Nicht nur in der Duftlampe: Die Pastinake enthält ätherische Öle, die auch ihren würzigen Geschmack ausmachen. Diese tragen auch zu einer leicht antibakteriellen Wirkung des Wurzelgemüses bei.
Für die Kleinsten: Sie ist ein wertvoller Mineralstofflieferant und enthält unter anderem Kalium, Kalzium, Magnesium und Eisen. Daher wird sie auch gerne in Babynahrung verarbeitet.

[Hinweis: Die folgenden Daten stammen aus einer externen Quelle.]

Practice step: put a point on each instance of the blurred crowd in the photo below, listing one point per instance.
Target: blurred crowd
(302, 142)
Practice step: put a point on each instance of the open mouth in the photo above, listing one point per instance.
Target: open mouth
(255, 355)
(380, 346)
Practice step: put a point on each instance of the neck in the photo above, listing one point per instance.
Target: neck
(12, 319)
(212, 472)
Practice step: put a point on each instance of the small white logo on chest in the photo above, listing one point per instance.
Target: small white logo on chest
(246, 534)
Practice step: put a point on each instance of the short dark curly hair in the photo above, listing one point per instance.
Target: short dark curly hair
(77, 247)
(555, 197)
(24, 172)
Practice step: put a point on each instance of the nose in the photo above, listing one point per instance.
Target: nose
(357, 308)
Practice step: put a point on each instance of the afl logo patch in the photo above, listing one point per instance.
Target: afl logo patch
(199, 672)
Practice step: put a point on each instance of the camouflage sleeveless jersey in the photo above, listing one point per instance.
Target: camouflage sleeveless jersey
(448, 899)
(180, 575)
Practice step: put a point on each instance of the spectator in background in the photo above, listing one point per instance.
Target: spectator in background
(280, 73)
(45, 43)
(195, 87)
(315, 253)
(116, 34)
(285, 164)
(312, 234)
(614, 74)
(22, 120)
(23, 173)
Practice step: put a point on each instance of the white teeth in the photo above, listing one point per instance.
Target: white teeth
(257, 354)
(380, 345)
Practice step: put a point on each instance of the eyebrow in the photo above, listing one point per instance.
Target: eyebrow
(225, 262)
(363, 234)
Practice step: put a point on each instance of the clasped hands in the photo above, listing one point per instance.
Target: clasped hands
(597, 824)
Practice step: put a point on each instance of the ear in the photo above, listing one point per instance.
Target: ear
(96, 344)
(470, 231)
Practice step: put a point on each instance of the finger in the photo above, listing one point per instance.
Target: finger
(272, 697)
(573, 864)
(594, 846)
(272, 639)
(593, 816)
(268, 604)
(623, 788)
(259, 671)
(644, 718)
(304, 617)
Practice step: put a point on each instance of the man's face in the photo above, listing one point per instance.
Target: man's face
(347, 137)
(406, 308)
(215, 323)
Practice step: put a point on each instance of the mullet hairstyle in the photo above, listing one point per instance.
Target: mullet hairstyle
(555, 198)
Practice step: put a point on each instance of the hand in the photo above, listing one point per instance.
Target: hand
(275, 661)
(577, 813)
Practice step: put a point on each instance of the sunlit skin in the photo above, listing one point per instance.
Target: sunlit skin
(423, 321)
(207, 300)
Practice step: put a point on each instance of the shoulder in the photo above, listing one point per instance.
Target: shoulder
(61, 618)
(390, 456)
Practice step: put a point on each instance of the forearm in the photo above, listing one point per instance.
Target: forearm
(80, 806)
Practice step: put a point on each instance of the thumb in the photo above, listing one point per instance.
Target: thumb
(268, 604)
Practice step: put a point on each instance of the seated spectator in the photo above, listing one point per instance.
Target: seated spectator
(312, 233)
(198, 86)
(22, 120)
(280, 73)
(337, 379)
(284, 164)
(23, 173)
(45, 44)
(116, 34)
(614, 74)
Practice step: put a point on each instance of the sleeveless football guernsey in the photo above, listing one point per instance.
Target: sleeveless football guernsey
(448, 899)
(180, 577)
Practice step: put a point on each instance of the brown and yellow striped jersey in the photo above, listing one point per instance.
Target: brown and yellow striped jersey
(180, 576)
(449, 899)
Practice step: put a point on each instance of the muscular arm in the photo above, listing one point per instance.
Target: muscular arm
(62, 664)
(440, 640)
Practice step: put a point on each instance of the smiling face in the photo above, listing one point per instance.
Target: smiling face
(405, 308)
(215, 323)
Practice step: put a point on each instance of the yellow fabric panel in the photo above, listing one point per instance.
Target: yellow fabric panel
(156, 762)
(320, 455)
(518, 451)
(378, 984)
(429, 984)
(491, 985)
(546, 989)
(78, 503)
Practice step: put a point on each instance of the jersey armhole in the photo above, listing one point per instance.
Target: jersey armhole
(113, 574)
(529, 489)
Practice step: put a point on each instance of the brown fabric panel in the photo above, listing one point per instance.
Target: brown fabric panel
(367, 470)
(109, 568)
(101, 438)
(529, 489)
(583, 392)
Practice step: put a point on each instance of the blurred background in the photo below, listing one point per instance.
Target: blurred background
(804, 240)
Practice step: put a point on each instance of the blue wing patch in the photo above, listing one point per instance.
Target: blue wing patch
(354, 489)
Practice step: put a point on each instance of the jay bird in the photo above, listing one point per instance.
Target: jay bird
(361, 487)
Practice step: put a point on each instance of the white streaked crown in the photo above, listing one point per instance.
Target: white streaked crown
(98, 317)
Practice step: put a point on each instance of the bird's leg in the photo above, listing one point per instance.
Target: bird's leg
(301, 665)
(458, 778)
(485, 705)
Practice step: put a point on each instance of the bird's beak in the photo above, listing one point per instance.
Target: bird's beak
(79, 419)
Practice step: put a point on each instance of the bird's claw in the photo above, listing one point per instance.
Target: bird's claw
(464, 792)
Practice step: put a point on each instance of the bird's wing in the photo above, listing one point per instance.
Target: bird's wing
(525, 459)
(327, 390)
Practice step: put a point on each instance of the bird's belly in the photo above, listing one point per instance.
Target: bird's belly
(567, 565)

Lange Geschichte: Pastinaken waren schon zur Zeit der Römer ein beliebtes Gemüse. Damals wurde ihr Anbau sogar vorgeschrieben. Zur Zeit der Pest in Europa nutzte man ihren Saft sogar als Heilmittel. Erst ab dem 18. Jahrhundert wurde sie langsam von der Kartoffel verdrängt.
Das gesamte Gemüse zu verwerten, war nie einfacher: Bei frischen Pastinaken musst du meist maximal ein kleines Stück an beiden Enden abschneiden und kannst sie dann komplett verwenden. Die abgeschnittenen Stücke kannst du auch einfrieren und für einen Gemüsesuppenansatz verwenden. Hast du deine Pastinaken etwas zu lange gelagert, kannst du sie immer noch mit Kartoffeln zu einem feinen Püree verarbeiten.
Wenn du selbst Pastinaken im Garten ziehst: Die Blätter der Pastinakenpflanze eignen sich auch als Suppengrün!